Tuesday, December 17, 2013

TV

Saya merasa bahwa definisi bahagia berasal dari diri kita sendiri. Bahwa kita sendiri lah yang menentukan kondisi seperti apa yang akan membuat kita bahagia. Anak kecil akan bahagia ketika mendapat mainan baru, remaja saat mulai melakukan hal-hal dewasa pertama kalinya, atau orang tua yang sedang melihat anaknya berprestasi. Itu jika dilihat dari segi umur. Dari tingkat ekonomi pun kebahagiaan juga akan beragam. Uang seratus ribu akan bermakna beda bagi sopir angkot, teller bank, atau wakil presiden. Dan proses mendefinisikan kebahagiaan akan bermuara pada rasa syukur pada apa yang kita miliki.

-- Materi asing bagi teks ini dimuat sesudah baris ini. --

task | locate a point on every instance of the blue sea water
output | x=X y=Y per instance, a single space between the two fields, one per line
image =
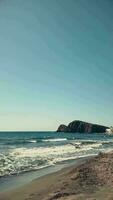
x=22 y=152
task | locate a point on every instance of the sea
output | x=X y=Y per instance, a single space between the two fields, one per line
x=23 y=153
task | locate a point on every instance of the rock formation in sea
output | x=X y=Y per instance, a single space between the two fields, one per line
x=78 y=126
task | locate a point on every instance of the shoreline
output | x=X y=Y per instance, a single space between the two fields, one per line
x=90 y=178
x=10 y=194
x=14 y=182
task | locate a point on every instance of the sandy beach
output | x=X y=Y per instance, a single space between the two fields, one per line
x=91 y=179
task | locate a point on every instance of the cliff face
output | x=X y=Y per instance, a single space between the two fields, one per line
x=82 y=127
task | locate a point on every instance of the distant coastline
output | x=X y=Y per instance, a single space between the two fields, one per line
x=78 y=126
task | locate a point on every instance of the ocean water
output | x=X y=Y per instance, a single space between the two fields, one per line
x=22 y=152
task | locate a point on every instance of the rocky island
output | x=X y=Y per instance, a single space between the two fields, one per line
x=78 y=126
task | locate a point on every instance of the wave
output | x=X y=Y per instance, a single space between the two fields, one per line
x=19 y=160
x=54 y=140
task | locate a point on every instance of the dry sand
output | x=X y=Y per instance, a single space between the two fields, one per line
x=90 y=180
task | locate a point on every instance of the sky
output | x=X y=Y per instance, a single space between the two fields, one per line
x=56 y=63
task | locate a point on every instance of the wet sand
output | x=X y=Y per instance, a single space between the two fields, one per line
x=91 y=179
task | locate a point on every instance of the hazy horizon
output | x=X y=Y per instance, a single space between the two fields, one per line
x=56 y=63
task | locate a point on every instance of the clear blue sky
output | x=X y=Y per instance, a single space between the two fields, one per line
x=56 y=63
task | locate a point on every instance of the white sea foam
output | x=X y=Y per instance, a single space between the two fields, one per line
x=26 y=159
x=55 y=140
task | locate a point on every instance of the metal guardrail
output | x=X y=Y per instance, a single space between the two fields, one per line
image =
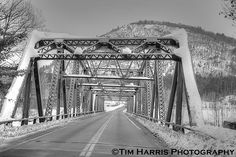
x=174 y=125
x=24 y=121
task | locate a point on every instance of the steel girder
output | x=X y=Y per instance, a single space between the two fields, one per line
x=149 y=88
x=52 y=99
x=44 y=43
x=110 y=56
x=160 y=82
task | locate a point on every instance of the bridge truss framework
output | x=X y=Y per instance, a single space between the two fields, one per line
x=101 y=70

Faktor rasa syukur ini lah yang akan menentukan apakah sesuatu sudah layak disebut 'membahagiakan' atau belum. Dan sayang sekali, kita punya musuh besar yang akan menurunkan kadar rasa syukur kita dan merubah definisi kita tentang status bahagia. Dia adalah TV. Saya hanya berfokus pada TV yang menayangkan siaran gratis, bukan TV kabel karena saya tidak berlangganan. Saya telah memperhatikan bahwa siaran-siaran ini tidak edukatif.

Bayangkan masyarakat yang tinggal di pedesaan. Setiap hari mereka berkutat dengan sawah/laut, peluh keringat dan hidup sederhana. Sedangkan televisi kita (selalu) menayangkan gerombolan anak muda Jakarta penuh gaya. Kesenjangan sosial yang terjadi antara layar kaca dan realitas mereka terlampau jauh. Saya sedih mendengar berita seorang anak ingin bunuh diri karena tidak dibelikan Ninja atau orang-orang yang meninggal karena menenggak bir oplosan. Bukankah kita cukup akrab dengan sepeda atau motor bebek yang tentu bukan untuk bergaya dan kebut-kebutan? Dan bukankah segelas teh atau kopi panas sudah berulang kali berhasil menghangatkan tubuh dan suasana? Dan saya mencurigai TV lah penyebabnya. Karena ia yang memberitahu bangganya memiliki kendaraan mewah dan kerennya minum sampai teler.

Pada satu sisi TV memang baik karena ia meningkatkan kadar ekspektasi kita akan sesuatu. TV mengabarkan bahwa kendaraan atau hunian mewah sangat nyaman, atau benda-benda mahal lain sangat layak untuk dirasakan. Tapi ia luput memberitahu caranya menggapai hal tersebut. Jadilah kita sangat mendambakan hidup seperti di TV tetapi apa daya realitas berkata lain.

Definisi bahagia kita akhirnya mengacu pada apa yang terlihat membahagiakan di TV sedangkan kita tak punya kemampuan memperolehnya. Dan kadar rasa syukur kita tidaklah cukup membahagiakan kita karena kita (selalu) ingin lebih dari apa yang kita punya.

Note:
Saya sudah lama sekali tak nonton TV kecuali nonton bola. Semoga tulisan saya tidak relevan lagi karena siaran TV sudah berubah, kini ia menyiarkan program-program edukatif yang memajukan masyarakat segala golongan. Semoga.